Find the value of k for which the root of equation 3xsquare - 10x +k=0 are reciprocal of each other

Answer 1

Answer:

Required value of k is 3.

Step-by-step explanation:

In a general quadratic equation ax^2 + bx + c = 0, values of x are given by using :

• $\dfrac{-b\pm\sqrt{b^2-4ac}}{2a}$

Given that the roots are reciprocal of each other :

$\implies\dfrac{-b+\sqrt{b^2-4ac}}{2a}=\dfrac{1}{\dfrac{-b-\sqrt{b^2-4ac}}{2a}}$

$\implies\dfrac{-b+\sqrt{b^2-4ac}}{2a}=\dfrac{2a}{-b-\sqrt{b^2-4ac}}$

= > ( 2a )^2 = ( - b )^2 - ( √( b^2 - 4ac ) )^2

= > 4a^2 = b^2 - b^2 + 4ac

= > 4a^2 = 4ac

= > a = c { c = constant term }

= > 3 = k

Hence the required value of k is 3.

Answer 2

Question :-- Find the value of k for which the root of equation 3xsquare - 10x +k=0 are reciprocal of each other ?

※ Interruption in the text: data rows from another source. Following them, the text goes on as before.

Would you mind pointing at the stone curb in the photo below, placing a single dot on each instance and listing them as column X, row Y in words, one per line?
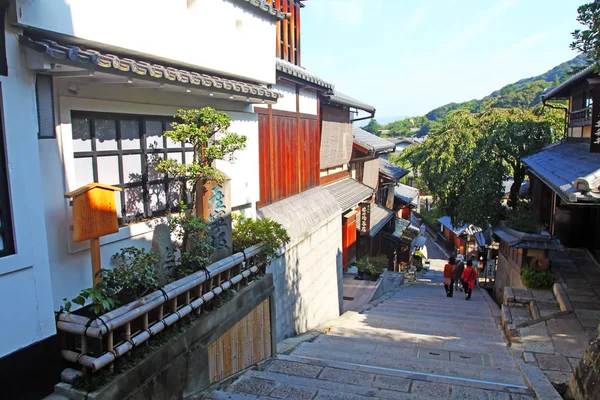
column 538, row 382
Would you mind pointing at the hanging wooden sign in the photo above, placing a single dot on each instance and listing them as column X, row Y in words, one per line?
column 364, row 226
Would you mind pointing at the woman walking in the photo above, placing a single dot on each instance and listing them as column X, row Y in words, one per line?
column 449, row 276
column 469, row 276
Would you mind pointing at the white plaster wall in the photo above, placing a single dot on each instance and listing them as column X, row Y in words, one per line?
column 70, row 262
column 308, row 280
column 308, row 102
column 215, row 35
column 25, row 287
column 288, row 101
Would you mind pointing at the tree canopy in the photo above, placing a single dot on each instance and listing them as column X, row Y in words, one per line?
column 468, row 156
column 587, row 41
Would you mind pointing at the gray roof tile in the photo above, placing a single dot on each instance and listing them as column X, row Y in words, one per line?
column 561, row 164
column 379, row 217
column 301, row 73
column 265, row 7
column 391, row 170
column 406, row 193
column 344, row 99
column 372, row 142
column 92, row 59
column 349, row 192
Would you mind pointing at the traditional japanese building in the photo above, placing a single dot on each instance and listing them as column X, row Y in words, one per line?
column 565, row 176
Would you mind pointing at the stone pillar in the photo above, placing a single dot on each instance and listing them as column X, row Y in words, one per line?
column 585, row 381
column 214, row 205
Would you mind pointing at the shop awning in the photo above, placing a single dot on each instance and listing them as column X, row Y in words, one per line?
column 94, row 60
column 349, row 192
column 379, row 217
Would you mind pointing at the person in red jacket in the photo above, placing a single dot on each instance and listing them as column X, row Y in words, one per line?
column 469, row 276
column 449, row 276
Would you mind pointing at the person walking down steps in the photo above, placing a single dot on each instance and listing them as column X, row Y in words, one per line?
column 449, row 276
column 469, row 276
column 458, row 270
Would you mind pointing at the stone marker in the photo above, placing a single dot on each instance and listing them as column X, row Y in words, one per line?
column 163, row 246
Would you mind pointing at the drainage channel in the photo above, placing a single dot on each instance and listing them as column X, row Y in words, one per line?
column 456, row 378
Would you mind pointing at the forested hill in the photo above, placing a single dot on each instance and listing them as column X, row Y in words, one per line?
column 523, row 93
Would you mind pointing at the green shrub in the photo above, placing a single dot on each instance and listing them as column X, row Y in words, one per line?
column 522, row 219
column 193, row 241
column 537, row 279
column 133, row 277
column 248, row 232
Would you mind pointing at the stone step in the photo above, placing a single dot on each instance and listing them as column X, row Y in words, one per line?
column 362, row 378
column 220, row 395
column 372, row 345
column 55, row 396
column 419, row 359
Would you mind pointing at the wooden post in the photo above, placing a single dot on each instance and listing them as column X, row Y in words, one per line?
column 96, row 265
column 94, row 215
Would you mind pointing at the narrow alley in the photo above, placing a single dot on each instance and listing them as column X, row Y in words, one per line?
column 416, row 344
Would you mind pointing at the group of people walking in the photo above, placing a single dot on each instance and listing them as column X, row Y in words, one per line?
column 455, row 274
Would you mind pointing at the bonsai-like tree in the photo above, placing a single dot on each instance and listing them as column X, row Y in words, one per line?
column 206, row 130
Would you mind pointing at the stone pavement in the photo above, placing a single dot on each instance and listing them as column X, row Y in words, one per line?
column 415, row 344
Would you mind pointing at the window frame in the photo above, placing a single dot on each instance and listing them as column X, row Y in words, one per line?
column 143, row 151
column 66, row 104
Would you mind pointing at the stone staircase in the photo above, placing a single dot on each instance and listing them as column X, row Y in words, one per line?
column 417, row 344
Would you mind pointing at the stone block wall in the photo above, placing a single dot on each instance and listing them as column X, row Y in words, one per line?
column 585, row 382
column 308, row 279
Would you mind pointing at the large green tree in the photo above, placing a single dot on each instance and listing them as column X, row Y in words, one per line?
column 587, row 41
column 373, row 126
column 467, row 156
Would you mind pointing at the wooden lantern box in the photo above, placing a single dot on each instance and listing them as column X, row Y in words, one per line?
column 94, row 215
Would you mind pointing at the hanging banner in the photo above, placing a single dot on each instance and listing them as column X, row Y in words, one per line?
column 595, row 136
column 364, row 226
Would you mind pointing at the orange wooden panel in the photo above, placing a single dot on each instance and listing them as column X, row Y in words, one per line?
column 94, row 214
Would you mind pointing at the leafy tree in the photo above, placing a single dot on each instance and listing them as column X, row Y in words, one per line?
column 205, row 130
column 373, row 126
column 587, row 41
column 467, row 157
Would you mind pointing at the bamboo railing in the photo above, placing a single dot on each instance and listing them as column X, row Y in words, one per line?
column 95, row 343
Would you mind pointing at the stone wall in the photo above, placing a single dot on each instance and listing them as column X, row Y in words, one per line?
column 585, row 381
column 308, row 279
column 507, row 274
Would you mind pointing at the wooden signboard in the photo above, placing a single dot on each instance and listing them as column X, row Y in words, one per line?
column 94, row 211
column 94, row 215
column 364, row 225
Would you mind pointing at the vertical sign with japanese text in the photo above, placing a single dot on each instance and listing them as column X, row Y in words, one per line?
column 595, row 136
column 364, row 226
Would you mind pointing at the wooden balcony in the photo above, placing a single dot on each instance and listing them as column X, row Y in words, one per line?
column 581, row 117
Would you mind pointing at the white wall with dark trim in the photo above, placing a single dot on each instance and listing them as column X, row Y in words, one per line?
column 26, row 315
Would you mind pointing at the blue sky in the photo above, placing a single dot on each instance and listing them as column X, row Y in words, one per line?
column 408, row 57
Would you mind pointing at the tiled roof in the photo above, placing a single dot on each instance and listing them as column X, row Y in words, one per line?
column 349, row 192
column 561, row 165
column 301, row 213
column 92, row 59
column 341, row 98
column 458, row 230
column 264, row 6
column 406, row 193
column 379, row 217
column 391, row 170
column 301, row 73
column 556, row 90
column 506, row 235
column 371, row 142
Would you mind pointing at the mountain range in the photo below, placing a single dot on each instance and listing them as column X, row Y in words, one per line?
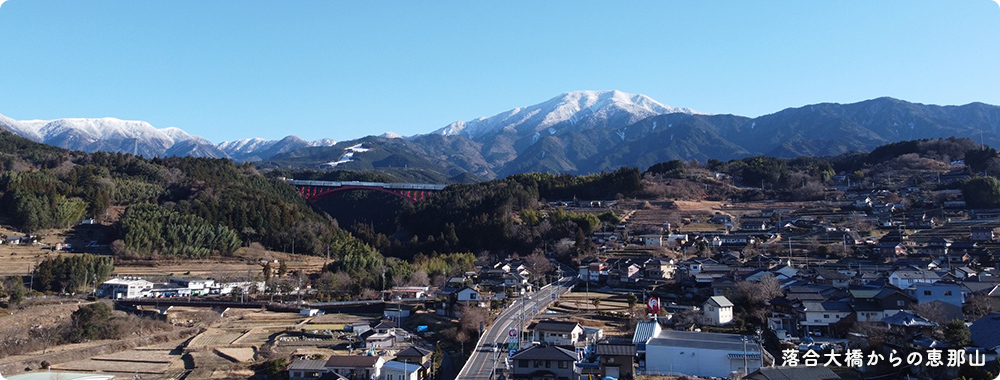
column 139, row 137
column 576, row 132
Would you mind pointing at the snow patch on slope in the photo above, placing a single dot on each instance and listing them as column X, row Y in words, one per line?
column 348, row 155
column 573, row 108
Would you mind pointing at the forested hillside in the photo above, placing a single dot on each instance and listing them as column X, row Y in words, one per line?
column 178, row 206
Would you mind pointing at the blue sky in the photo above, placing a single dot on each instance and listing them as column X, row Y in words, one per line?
column 235, row 69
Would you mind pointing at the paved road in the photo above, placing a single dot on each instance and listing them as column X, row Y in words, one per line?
column 483, row 360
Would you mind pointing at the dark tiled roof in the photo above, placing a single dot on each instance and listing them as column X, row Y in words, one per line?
column 545, row 353
column 986, row 331
column 794, row 373
column 549, row 325
column 413, row 351
column 907, row 319
column 615, row 349
column 352, row 361
column 307, row 365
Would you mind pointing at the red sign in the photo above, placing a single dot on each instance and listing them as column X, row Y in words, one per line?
column 653, row 305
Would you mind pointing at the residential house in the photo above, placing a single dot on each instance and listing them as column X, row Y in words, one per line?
column 560, row 333
column 832, row 278
column 722, row 219
column 617, row 360
column 307, row 369
column 718, row 309
column 394, row 370
column 652, row 240
column 985, row 332
column 950, row 293
column 700, row 354
column 631, row 273
column 544, row 363
column 416, row 355
column 451, row 298
column 644, row 331
column 872, row 304
column 982, row 234
column 906, row 324
column 659, row 268
column 906, row 278
column 125, row 287
column 753, row 225
column 353, row 367
column 825, row 317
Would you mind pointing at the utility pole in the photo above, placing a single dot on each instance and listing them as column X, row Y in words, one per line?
column 746, row 368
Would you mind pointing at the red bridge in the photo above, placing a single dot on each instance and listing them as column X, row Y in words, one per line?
column 316, row 190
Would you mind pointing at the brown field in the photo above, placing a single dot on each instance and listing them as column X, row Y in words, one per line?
column 20, row 259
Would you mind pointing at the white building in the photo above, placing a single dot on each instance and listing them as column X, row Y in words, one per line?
column 394, row 370
column 125, row 287
column 719, row 309
column 906, row 278
column 652, row 240
column 674, row 353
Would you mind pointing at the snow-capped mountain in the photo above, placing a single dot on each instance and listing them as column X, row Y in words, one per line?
column 139, row 137
column 256, row 149
column 572, row 110
column 112, row 135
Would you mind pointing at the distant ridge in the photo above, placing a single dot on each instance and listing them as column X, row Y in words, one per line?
column 576, row 133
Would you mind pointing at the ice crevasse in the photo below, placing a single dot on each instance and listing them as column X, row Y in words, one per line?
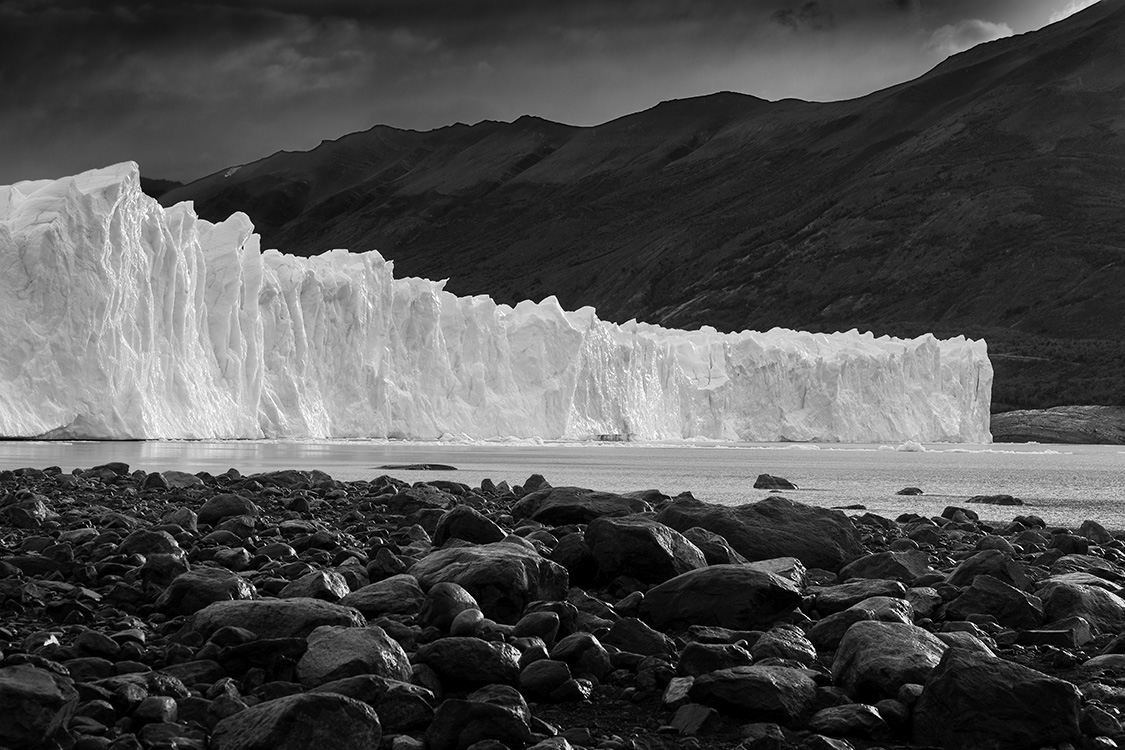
column 124, row 319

Concept and Formula used :--

→ For Quadratic Equation ax² + bx + c = 0 ,

=> sum of roots is = (-b/a)

=> Product of roots is = (c/a)

__________________________

Solution :--

Let roots of Equation 3x² -10x +k = 0 are α and β ...

As told above ,

→ α + β = -b/a = -(-10)/1 = 10 ----- Equation (1)

→ α × β = c/a = k/3 ------ Equation (2)

Now, it is given that, roots are reciprocal of each other ,

so,

→ β = 1/α ------------- Equation (3).

___________________________

Putting value of Equation (3) in Equation (2) now , we get,

→ α × 1/α = k/3

→ 1 = k/3

Cross - Multiply we get,

→ k = 3 .

Hence, value of k will be 3 ..